Where Lyme disease is Occurring in the USA

  • Lyme disease is being reported in every state, with an increased incidence in the North and North East, possibly due to climate change and warmer temperatures.
  • 96% of cases have been reported in 13 states, including “… most states in New England, along with Virginia, Ohio, and Pennsylvania, and states across the northern Midwest, including Michigan, Illinois, Wisconsin, Minnesota, and North Dakota.” (Huffington Post)
  • Over 17,000 cases of tick-borne diseases in Minnesota.
  • Incidence in the Southern states is decreasing, possibly due to increasing populations of lizards, who do not transmit the disease to humans. This includes “Georgia, Louisiana, Mississippi, Tennessee, and Kentucky, … California, Oregon and Wyoming.” (Huffington Post)
  • High-risk states include Wisconsin, Minnesota (parts), Illinois (parts), Pennsylvania (parts), New Hampshire, Maine, New York (parts), Maine, Rhode Island, Connecticut, New Jersey, Delaware, Maryland, and Virginia (parts).

Where Does is Occur Worldwide

80+ — Number of countries that the LDA (Lyme Disease Association) has found reported cases. The actual number of countries may be higher.

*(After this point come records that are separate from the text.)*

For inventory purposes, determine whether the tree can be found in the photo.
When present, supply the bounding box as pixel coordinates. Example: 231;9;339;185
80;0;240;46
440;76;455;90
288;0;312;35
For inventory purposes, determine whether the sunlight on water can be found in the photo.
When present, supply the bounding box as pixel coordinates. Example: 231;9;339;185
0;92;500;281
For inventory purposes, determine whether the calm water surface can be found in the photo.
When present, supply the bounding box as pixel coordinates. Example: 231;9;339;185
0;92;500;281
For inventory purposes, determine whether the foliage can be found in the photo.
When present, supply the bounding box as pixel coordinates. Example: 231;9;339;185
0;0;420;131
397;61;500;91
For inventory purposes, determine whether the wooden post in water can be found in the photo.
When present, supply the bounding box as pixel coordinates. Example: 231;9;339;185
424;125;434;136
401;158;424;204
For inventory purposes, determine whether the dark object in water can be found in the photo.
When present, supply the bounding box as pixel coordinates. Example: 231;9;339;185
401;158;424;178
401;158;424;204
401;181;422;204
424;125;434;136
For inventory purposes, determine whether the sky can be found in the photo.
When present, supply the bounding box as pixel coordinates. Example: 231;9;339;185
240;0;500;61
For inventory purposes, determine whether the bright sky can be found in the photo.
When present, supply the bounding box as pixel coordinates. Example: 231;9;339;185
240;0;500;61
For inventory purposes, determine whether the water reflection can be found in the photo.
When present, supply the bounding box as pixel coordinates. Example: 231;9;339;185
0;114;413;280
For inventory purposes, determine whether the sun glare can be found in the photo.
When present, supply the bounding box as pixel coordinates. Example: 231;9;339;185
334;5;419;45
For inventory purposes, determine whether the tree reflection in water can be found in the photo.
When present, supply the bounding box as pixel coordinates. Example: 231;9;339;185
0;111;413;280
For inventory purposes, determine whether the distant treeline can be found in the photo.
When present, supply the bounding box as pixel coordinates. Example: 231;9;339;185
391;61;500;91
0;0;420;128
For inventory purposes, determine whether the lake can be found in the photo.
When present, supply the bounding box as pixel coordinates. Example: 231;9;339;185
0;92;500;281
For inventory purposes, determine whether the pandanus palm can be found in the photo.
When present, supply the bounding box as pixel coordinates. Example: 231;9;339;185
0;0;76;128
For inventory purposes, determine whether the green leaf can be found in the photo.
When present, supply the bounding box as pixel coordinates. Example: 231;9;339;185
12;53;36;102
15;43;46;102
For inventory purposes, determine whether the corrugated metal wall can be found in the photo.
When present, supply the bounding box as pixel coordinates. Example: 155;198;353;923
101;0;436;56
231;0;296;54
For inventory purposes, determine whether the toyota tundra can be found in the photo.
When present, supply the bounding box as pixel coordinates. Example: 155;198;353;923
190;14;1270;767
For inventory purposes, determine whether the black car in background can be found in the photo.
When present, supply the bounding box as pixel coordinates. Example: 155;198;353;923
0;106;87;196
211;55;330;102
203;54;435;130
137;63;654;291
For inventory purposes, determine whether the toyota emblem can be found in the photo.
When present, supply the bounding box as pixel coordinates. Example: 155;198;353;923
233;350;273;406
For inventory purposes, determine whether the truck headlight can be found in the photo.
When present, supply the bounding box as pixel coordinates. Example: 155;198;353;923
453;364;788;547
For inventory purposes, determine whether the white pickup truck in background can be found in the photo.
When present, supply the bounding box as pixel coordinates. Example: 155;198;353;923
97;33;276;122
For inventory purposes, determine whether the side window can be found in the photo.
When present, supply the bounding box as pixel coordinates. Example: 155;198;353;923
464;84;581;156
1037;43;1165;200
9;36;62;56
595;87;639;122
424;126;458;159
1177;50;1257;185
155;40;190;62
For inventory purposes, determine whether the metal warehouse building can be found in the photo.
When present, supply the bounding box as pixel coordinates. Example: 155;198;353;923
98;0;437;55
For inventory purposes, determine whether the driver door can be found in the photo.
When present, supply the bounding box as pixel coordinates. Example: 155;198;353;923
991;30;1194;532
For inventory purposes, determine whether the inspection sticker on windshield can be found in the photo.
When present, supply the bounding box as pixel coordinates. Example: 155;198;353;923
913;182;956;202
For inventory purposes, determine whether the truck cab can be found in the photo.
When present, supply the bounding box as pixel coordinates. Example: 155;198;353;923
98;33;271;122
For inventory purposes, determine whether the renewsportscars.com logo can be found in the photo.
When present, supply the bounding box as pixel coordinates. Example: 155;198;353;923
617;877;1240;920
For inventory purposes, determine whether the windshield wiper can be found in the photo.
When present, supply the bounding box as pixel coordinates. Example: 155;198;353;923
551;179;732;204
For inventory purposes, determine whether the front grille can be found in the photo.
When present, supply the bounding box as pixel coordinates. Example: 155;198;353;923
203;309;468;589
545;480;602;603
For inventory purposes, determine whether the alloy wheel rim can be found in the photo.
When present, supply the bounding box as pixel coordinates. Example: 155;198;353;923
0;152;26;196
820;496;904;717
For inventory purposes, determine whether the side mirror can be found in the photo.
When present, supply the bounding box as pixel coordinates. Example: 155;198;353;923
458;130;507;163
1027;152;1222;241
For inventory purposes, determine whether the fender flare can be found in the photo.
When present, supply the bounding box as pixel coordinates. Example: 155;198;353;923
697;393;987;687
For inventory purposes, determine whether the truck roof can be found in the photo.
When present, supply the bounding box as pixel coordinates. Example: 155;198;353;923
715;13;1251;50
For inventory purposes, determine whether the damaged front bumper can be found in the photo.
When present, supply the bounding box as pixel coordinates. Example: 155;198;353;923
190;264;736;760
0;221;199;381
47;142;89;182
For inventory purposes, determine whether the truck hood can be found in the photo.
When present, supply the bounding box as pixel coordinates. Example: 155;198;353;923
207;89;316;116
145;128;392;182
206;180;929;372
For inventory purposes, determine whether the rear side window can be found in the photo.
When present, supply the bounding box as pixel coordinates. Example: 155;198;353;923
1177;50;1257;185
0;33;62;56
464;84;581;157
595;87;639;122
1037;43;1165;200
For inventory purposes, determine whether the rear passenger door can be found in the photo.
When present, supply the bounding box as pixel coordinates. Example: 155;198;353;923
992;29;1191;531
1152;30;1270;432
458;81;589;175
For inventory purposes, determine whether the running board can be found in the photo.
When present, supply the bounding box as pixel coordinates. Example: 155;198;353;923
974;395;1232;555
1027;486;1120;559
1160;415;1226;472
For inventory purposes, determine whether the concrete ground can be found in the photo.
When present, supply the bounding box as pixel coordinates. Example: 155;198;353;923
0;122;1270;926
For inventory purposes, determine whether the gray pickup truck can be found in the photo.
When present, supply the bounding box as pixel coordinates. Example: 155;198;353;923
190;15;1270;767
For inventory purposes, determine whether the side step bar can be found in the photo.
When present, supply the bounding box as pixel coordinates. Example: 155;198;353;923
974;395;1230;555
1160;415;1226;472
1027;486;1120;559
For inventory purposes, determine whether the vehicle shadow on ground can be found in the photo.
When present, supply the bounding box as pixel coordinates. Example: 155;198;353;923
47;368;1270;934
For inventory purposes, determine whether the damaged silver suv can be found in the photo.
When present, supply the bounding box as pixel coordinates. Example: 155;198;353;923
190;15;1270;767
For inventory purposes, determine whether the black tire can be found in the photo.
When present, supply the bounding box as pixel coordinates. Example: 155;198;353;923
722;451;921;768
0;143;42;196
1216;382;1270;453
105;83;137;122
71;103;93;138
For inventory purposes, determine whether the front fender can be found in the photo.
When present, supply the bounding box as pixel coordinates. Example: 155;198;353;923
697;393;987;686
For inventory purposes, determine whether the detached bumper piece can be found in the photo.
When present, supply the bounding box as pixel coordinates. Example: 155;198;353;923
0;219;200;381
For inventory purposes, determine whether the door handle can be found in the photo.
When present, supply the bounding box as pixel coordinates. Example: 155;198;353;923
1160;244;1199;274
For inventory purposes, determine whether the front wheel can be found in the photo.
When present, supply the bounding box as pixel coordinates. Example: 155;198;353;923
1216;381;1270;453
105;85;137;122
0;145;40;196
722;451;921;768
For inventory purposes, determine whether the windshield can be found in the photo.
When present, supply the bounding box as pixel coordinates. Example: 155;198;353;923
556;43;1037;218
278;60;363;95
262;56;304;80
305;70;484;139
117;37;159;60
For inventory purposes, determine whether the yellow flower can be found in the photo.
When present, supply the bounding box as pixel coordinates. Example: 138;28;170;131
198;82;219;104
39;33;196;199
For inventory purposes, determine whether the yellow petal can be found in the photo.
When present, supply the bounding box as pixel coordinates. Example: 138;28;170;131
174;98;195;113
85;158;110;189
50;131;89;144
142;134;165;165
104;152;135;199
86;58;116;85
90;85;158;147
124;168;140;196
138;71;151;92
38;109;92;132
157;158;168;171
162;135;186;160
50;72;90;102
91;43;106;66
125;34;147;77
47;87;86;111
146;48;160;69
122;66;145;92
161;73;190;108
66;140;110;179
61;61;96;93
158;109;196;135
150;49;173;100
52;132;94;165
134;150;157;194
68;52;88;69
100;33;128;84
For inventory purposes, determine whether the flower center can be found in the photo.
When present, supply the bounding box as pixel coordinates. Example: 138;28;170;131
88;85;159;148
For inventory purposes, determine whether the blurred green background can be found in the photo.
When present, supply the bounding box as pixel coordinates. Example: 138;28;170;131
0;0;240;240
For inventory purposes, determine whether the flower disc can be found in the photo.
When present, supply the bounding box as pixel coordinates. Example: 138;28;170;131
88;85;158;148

11 Steps for Avoiding the Disease and Resulting Co-Infections

This may be harder than we think as some experts believe most of the world’s population is already infected with the Borrelia spirochete. Lyme disease or co-infections can be dormant for years until some sort of trauma or other trigger occurs. Traumas and triggers include childbirth, car accidents, vaccines or stressful situations such as someone’s death, divorce, etc. (it can be passed on from mother to fetus.)

  1. Start with good nutrition, which increases the chances of being able to fight any associated infections.
  2. Maintain good health. This might seem obvious, but it needs to be said.
  3. Keep furry pets and especially kittens and puppies away from very young children. If you have no choice, at least make sure that children do not rub their faces in pet fur, and that pets do not lick or scratch your children.
  4. Reduce your time outdoors when ticks are most active in warmer weather, typically from April to September. Specifically, black-legged ticks are in wooded, brushy areas roughly from mid-May to mid-July.
  5. Wear repellent (e.g., DEET and Permethrin), especially if you spend a lot of time outdoors. The Minnesota Dept of Health says that products containing up to 30% DEET are safe for children and adults. Following manufacturer directions, Permethrin should not be used on your skin.
  6. Wear long-sleeved shirts and pants, with the latter, tucked into socks or boots. Light-colored clothes make it easy to spot ticks.
  7. See the Tick Management Handbook [] from the Connecticut Department of Public Health and Dr. Burrascano’s treatment guidelines [].
  8. Check any gear or clothing that you bring back from infested outdoor areas. Dry clothes on high for an hour or more to kill ticks.
  9. Check your pets, and make sure they have adequate protection. This includes repellants and vaccines for their protection, but vaccines do not stop ticks from taking a ride into the home.
  10. If you have a yard, create a tick-safe zone by clearing tall grasses and bush at the perimeters, mowing the lawn frequently, stacking wood neatly, and disposing of old furniture and mattresses. Use pesticides as necessary. (CDC [])
  11. Talk to your doctor if you get a fever or rash.


While there was a vaccine, the CDC reports that the manufacturer discontinued it due to insufficient consumer demand. Anyone taking the vaccine before 2002 is likely no longer protected.